If this seems confusing, consider this example: suppose there is a draft law which says that all young men 18 and over must go to war if they are called. According to Aquinas, we ought to obey this law. I.e,, it is immoral not to obey. But according to Hobbes, whether we consider the law good or bad, right or wrong, we had better obey, or we might suffer the consequences, e.g., imprisonment.
This situation reminds us of -the moral plight of children in school. Some children believe they ought to obey the teacher's rules, and others merely feel that they had better not get caught breaking them. Some children think they should not chew gum in class because it disturbs the concentration of others. The rule makes sense to them. Others merely feel that they must not get caught, but to heck with others' concentration. Some children trust the teacher's rules to be good for everybody, others think of the teacher's rules as an unpleasant, perhaps arbitrary, reality,backed up by the teacher's paddle (or the threat of expulsion, or whatever).

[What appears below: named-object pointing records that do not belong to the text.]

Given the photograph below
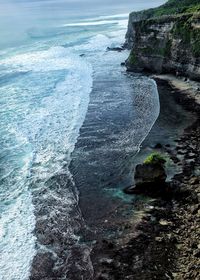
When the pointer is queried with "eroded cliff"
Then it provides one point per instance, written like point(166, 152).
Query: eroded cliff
point(165, 43)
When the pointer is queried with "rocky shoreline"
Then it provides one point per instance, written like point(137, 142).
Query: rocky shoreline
point(164, 242)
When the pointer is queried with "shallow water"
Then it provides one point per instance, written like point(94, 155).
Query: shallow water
point(48, 92)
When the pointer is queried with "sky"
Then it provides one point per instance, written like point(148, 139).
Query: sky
point(16, 16)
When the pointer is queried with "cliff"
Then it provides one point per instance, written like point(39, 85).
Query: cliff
point(166, 39)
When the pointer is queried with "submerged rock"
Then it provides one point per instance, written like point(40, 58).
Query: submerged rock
point(150, 178)
point(150, 173)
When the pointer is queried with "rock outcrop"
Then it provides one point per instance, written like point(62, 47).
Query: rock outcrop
point(165, 44)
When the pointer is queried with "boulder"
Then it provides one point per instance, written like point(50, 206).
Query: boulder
point(149, 173)
point(149, 179)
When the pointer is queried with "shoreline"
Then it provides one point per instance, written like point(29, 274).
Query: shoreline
point(157, 245)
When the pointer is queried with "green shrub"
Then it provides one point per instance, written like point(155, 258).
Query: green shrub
point(155, 158)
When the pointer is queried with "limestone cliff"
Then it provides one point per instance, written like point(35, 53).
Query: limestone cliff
point(163, 41)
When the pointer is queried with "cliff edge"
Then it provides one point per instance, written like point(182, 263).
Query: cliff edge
point(166, 39)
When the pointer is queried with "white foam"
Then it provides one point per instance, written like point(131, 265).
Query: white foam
point(51, 128)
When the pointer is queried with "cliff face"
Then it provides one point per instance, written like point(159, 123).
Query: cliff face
point(164, 44)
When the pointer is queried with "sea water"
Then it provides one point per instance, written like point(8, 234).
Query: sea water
point(47, 81)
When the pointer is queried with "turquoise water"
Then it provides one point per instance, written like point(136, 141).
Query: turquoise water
point(47, 71)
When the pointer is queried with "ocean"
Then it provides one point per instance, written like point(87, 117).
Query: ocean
point(71, 121)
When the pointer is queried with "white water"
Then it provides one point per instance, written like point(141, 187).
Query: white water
point(45, 90)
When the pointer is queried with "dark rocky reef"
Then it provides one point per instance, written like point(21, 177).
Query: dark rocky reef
point(165, 43)
point(150, 177)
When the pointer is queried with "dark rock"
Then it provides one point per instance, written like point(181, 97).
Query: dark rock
point(158, 146)
point(150, 174)
point(168, 145)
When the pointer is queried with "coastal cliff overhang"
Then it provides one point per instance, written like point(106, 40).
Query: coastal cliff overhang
point(166, 44)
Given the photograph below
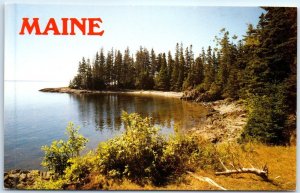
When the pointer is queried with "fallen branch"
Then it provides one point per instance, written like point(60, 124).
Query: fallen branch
point(237, 170)
point(206, 179)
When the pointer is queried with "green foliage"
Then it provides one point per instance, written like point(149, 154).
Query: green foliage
point(142, 154)
point(246, 68)
point(267, 119)
point(80, 167)
point(59, 152)
point(51, 184)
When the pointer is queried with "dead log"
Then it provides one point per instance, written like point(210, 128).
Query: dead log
point(206, 179)
point(238, 170)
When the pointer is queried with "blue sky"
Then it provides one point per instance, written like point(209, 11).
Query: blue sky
point(55, 58)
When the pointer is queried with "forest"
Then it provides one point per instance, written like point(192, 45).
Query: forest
point(260, 69)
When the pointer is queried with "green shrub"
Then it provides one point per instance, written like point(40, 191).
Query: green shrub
point(135, 153)
point(267, 117)
point(142, 154)
point(80, 167)
point(59, 152)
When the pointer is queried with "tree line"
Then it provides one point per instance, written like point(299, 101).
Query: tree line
point(259, 68)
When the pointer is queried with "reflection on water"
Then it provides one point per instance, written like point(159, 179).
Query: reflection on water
point(165, 112)
point(33, 118)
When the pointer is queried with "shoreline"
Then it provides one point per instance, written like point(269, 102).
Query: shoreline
point(170, 94)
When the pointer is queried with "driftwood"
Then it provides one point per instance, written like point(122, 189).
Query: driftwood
point(239, 169)
point(206, 179)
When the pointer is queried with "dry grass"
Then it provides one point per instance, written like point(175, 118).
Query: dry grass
point(281, 163)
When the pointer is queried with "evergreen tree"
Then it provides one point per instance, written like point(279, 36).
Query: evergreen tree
point(162, 80)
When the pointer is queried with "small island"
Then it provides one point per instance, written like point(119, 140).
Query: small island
point(247, 137)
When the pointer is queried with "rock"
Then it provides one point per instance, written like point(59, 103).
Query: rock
point(25, 172)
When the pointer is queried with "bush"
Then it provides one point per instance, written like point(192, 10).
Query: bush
point(267, 118)
point(142, 154)
point(59, 152)
point(80, 167)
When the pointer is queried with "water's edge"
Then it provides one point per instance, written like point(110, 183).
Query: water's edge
point(133, 92)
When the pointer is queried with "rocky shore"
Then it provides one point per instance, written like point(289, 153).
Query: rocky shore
point(132, 92)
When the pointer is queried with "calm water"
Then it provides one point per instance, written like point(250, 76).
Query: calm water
point(33, 118)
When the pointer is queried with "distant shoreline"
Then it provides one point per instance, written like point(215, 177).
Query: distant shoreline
point(134, 92)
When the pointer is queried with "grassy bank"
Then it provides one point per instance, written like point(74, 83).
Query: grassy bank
point(126, 91)
point(142, 159)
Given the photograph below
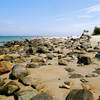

Certainly sometimes we wish to evaluate the laws we have in terms of their goodness or badness. Some people say a draft law (a selective service law) is bad and should not be obeyed. Others feel the same about capital punishment. But the idea that there could be a bad law implies that there can be good law, law based on reason, for the common good. This implies that we accept Aquinas' position. On the other hand, suppose we are wrongly charged with a crime. Do we want a lawyer who is moral, i.e., one who will defend us only if he thinks we are innocent? Or do we rather prefer a lawyer who will defend us as best he can, whether we are guilty or not? Do we want our lawyers to be natural law theorists or legal positivists? The answer seems clear: we want the best defense we can get, and to heck with right and wrong. We want a lawyer to view the law as an unpleasant reality to be dealt with, rather than one who believes the laws to be written by the hand of God. So the issue is: are laws rules backed up by reason, or commands backed up by force?
Bibliography
Golding, Martin, Philosophy of Law;, Englewood Cliffs, New Jersey, Prentice-Hall, 1975.
Pegis, Anton C., (editor) Introduction to St. Thomas Aquinas, New York, The Modern Library, 1948.